Una unica e grande famiglia o, per meglio dire, un’unica tradizione epica, fatta di Bottecchia, Coppi, Bartali, Nencini, Gimondi, Pantani e Nibali.
Una confraternita le cui regole sono semplici quanto antiche: occhi fuori dalle orbite, fatica – quella sempre – e una strana sensazione di essere sempre al confine, spesso valicandolo.
Migranti del pedale. Perché questo sono stati in fondo tutti i nostri connazionali alla Grande Boucle. Viaggiatori in terra straniera, in cerca di fortune migliori e sogni da riportare a casa in valigia.
Avremo modo di riparlarne, ora vado in letargo: agilità invernale, poi sotto con il dislivello da marzo.
Il neofita e l’impresa.
Due parole ora sul percorso (e sulla sua storia).
Carte alla mano, un buon punto di partenza sembrerebbe essere Vinadio, affrontando come prima salita il Fauniera, con il suo monumento a Pantani, una delle “presenze” sacre e più aleggianti di questa avventura nel tempo.
Proseguendo, faremmo quindi il Sampyere e poi l’Agnello, per concludere il primo giorno con l’ Izoard (versante Sud). Dopo la sosta per la notte dalle parti di Briancon, all’alba affronteremmo il Col de Vars, poi la Bonette e infine la Lombarda. Per ciascun colle ci sarebbero fiumi di parole da scrivere, ne metto nero su bianco solo poche.
Si prenda l’Izoard: qui dapprima Ottavio Bottecchia (primo italiano a vincere il Tour de France), poi Bartali e Coppi, hanno scritto pagine indelebili di ciclismo. Sono certo li incontrerò tutti, strada facendo.
Sul Col de Vars invece Bartali andò all’inseguimento di Robic, detto anche “Testa di vetro”: il francese credeva di essere in fuga, di aver seminato il “vecchio”. Bartali lo raggiunse, lo passò in discesa e lo schiantò definitivamente. Con quella sola impresa, Gino rivoltò in una sola tappa il Tour de France come un calzino, era il 14 luglio del 1948.
E il Colle dell’Agnello? Qui Vincenzo nostro ha capito per davvero (e per la prima volta forse) chi era davvero. Lo ha fatto in un antico e magnifico gioco di nebbia, trasformazioni faustiane e pianti liberatori.
Andrò là anch’io, mi farò piccolo, con umiltà cercherò di scalarli tutti e sette.
Sentirò cosa avranno da dirmi.

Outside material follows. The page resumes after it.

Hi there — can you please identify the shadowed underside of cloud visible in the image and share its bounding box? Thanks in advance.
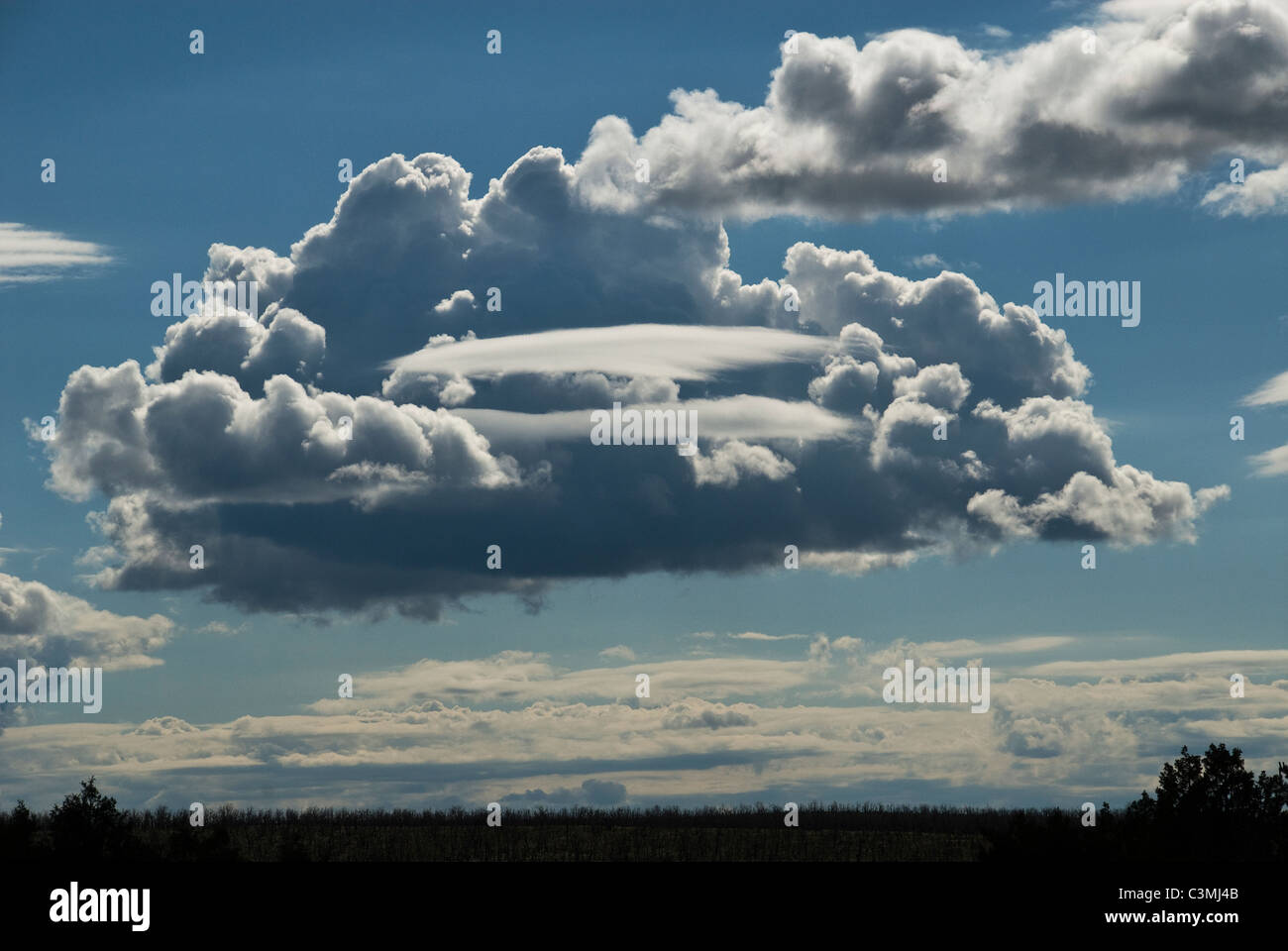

Raccoglierò storie, racconti, sensazioni.
Cercherò il monumento di Marco in cima al Fauniera. Mi fermerò al suo fianco, sgancerò il pedale, gli dirò che penso spesso a lui, con una bava di vento in faccia che mi scompiglierà i capelli, oppure no: a quell’ora magari ci sarà un temporale, mi coprirò bene e affronterò con pazienza la discesa.
Farò tutto questo e altro ancora quest’estate a metà luglio con l’amico Daniele.
Scaricherò, come ogni aspirante neofita della setta, la mia traccia su Strava e la manderò alla Confrérie des 7 Majeurs. Decideranno loro se sono degno di diventare o meno nuovo Maître. Amen.